By Amy Zurcher
I remember you best and most frequently appearing at the table. My mother handled you heartily and often; you filled her trusty shaker and she made quick work of sprinkling you on her food as if it were a parched garden in need of a hosed down, all-out soaking. This is to say nothing of your starring role in one of the main loves in my life: the ocean, the beach. Something I surrender an enormous part of myself to—to the wonder you create when I first step and finally submerge each limb of my body into your vast, deep body of water. What magical power you have that makes me feel buoyant! So thoroughly detoxed and caressed as you work out the poisons and stresses built up inside me. Oh, the inexplicable contentment you so gently fold around my body. You have always been a tried and true friend. Even in high school, back when I had plenty of time for intense homemade beauty regimes, I would use you liberally paired with some scented oil to scrub every teenage imperfection until my skin was smooth as a baby’s bottom.
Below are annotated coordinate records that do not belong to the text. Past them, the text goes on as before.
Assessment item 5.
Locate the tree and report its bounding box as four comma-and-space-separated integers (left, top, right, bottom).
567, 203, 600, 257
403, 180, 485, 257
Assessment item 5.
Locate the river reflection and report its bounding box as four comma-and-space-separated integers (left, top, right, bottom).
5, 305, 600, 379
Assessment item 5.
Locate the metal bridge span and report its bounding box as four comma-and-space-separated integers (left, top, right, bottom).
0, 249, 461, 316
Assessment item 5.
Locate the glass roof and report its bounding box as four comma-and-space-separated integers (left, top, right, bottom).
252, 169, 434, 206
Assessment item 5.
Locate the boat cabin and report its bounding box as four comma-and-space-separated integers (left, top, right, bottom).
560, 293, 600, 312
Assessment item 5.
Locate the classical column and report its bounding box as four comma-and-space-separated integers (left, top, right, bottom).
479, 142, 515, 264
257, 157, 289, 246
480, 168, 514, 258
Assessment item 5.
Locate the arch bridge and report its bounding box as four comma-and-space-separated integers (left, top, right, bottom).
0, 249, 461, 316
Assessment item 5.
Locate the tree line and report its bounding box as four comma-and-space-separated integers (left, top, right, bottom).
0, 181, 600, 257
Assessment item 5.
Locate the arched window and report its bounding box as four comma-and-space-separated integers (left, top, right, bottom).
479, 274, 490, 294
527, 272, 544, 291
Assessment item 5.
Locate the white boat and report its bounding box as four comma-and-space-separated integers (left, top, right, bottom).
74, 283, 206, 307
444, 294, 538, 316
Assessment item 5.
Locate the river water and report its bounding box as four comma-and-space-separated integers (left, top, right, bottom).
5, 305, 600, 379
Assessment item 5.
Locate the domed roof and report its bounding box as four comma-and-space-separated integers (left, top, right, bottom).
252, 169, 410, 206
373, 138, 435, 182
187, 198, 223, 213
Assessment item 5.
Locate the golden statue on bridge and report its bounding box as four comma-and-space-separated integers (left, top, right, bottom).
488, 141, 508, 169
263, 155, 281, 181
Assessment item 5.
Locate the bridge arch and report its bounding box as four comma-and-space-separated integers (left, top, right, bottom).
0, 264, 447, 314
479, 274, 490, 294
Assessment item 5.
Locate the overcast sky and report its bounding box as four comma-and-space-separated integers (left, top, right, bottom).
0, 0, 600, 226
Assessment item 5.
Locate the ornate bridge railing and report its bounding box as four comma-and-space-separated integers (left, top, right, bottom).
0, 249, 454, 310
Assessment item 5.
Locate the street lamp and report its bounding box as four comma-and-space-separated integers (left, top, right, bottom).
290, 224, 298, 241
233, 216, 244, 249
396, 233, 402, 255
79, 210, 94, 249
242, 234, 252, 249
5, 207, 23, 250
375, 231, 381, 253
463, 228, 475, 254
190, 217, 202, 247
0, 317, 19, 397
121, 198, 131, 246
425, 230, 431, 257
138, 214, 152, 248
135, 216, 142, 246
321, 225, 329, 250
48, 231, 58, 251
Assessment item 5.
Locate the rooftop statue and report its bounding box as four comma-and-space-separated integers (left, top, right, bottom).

But you were never just a tasty addition or a vanity thing, rest assured, salt, you shaped me as a person. I was told early on to be the “salt of the world” and instructed in these wonderful humble ways by “salt of the earth” people. And what did that mean? To become and exemplify your qualities: develop flavor where once there was none; preserve, clean, detox and fortify everything I can; reveal unexpected flavors ordinarily hidden beneath the surface. Aren’t you an art form all your own, bringing out things that linger in the taste buds or subconscious? Drawing them to the surface where they are clear and impossible to ignore?
Oh, salt! How you are representative of the honest, raw, down-home old-fashioned traits I admire so! And when I think of things I admire, Tobia Makover’s photography, so suggestive of salt, comes to mind. This first work titled “Sandstorm” intrigues me with the hidden identity of the subject and the sense of being caught-in-the-moment. Tobia describes this work and what makes it so magnetic for the viewer best as “Sands of time, an hourglass, sand pours over any kind of identity of the person, a timelapse. Image is a memory..a child playing in the sand. The sand obscuring identity. I almost want to take the image and flip it over and see if the sand will run back. Almost everything I shoot is shot in a second, which is a very slow speed for the camera. I have always been preoccupied with time, particularly about the past. I am trying to hold onto something that keeps slipping through my fingertips…like that of the sand.”
Just one look at these photos and an unexpected newness of flavor coats my perspective; a cleansing of anything daunting or heavy I may be carrying around inside of me; detoxification washes over me as though I am being preserved for something yet to emerge.